If that overall picture seems extreme, then it is strongly supported by another speech this week, this time by Netanyahu himself. The Israeli prime minister told a press conference that in a world riven with antisemitism, the way forward for Israel is to become a future “super Sparta” of the Middle East, with two distinguishing features.

One is that the country will become more economically self-sufficient, a near-autarky, and better able to resist sanctions and disinvestment. A major exception will be maintaining its military industries and their valuable arms exports. These may even increase in value as more “combat-proven” weapons become available, not least the unmanned explosive-laden armoured vehicle currently being used in Gaza City.

The second feature will be military power itself, with Israel expanding its capabilities in conventional and counter-insurgency warfare while maintaining a powerful nuclear arsenal.

That is Israel’s current vision.

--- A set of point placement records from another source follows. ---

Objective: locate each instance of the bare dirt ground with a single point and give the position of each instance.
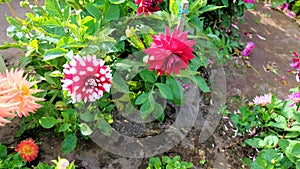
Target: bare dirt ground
(220, 151)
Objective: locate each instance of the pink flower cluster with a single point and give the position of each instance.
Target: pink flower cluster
(248, 49)
(262, 100)
(147, 6)
(249, 1)
(170, 52)
(16, 96)
(86, 78)
(296, 64)
(285, 9)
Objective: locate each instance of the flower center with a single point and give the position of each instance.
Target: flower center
(27, 150)
(25, 90)
(91, 82)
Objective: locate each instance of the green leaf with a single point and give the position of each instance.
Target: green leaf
(52, 80)
(87, 117)
(48, 122)
(85, 129)
(176, 90)
(3, 151)
(53, 8)
(116, 1)
(119, 83)
(95, 12)
(165, 91)
(104, 127)
(148, 76)
(54, 53)
(296, 150)
(201, 83)
(141, 98)
(69, 143)
(113, 12)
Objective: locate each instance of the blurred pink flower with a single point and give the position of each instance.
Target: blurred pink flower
(147, 6)
(262, 100)
(249, 1)
(295, 97)
(170, 53)
(16, 91)
(248, 49)
(86, 78)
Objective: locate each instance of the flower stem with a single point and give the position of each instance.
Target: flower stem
(40, 8)
(13, 12)
(2, 65)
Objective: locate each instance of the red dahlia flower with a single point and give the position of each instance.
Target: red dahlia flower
(147, 6)
(28, 150)
(86, 78)
(170, 53)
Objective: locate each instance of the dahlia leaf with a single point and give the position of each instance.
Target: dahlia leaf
(141, 98)
(69, 143)
(158, 112)
(165, 91)
(201, 83)
(148, 76)
(48, 122)
(116, 1)
(95, 12)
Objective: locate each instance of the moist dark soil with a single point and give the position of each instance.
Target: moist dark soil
(223, 149)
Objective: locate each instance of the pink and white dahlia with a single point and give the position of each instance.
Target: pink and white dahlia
(86, 78)
(295, 97)
(262, 100)
(16, 91)
(170, 53)
(248, 49)
(147, 6)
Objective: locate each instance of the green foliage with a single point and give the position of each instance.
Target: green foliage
(275, 132)
(168, 163)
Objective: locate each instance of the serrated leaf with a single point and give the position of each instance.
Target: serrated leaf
(104, 127)
(116, 1)
(148, 76)
(165, 91)
(95, 12)
(69, 143)
(141, 98)
(48, 122)
(85, 129)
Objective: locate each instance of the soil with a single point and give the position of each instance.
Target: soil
(223, 149)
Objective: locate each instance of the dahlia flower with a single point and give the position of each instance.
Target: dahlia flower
(28, 150)
(86, 78)
(249, 1)
(147, 6)
(262, 100)
(248, 49)
(16, 90)
(170, 53)
(295, 97)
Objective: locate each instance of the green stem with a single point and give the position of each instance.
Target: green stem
(2, 65)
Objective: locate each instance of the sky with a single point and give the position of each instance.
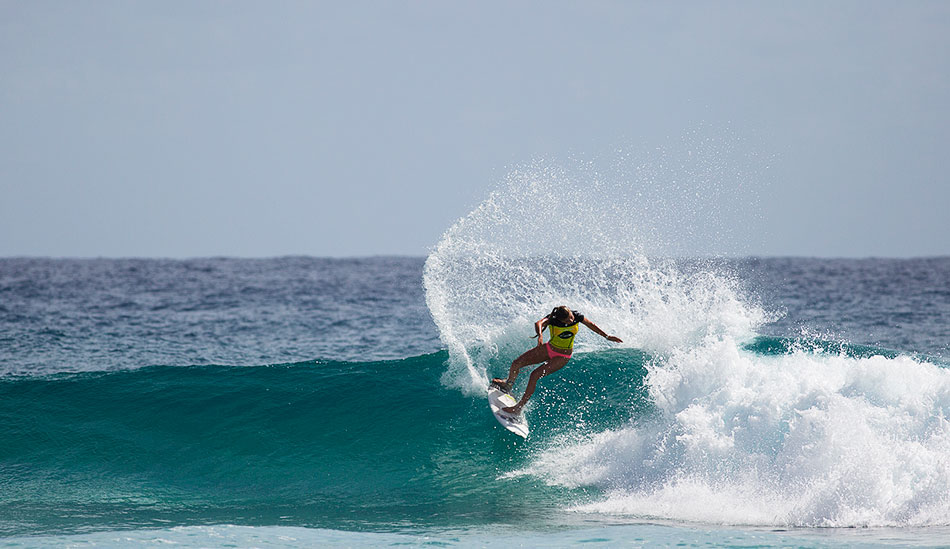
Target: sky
(354, 128)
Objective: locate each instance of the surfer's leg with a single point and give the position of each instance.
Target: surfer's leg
(554, 364)
(531, 356)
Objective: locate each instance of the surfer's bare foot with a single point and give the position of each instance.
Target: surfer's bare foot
(503, 383)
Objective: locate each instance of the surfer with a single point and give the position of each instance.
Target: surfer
(563, 324)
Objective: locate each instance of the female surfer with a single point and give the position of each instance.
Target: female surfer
(563, 324)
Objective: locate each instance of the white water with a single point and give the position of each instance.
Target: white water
(551, 236)
(803, 439)
(796, 440)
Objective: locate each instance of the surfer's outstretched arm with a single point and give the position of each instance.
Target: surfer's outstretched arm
(602, 333)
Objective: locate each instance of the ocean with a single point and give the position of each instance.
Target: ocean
(304, 401)
(296, 402)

It could come unstuck if the US withdraws its support, but that is highly unlikely as long as Trump is in the White House.

Support within Israel is another matter. The far-right religious and nationalist forces do have considerable influence as long as Netanyahu survives, but there is increasing unease among secular Jews. That is likely to increase as more states recognise Palestine – France, the UK, Canada, Australia and Belgium are among those to have announced plans to do so imminently – and sanctions and boycotts increase, but the impact of these moves may take time.

Meanwhile, the sheer suffering in Gaza, especially the killing of many thousands of children, and the treatment of Palestinian prisoners, including torture, point to a huge risk facing Israel. For now, it is being widely regarded as a pariah state, but it may soon be seen as a terror state.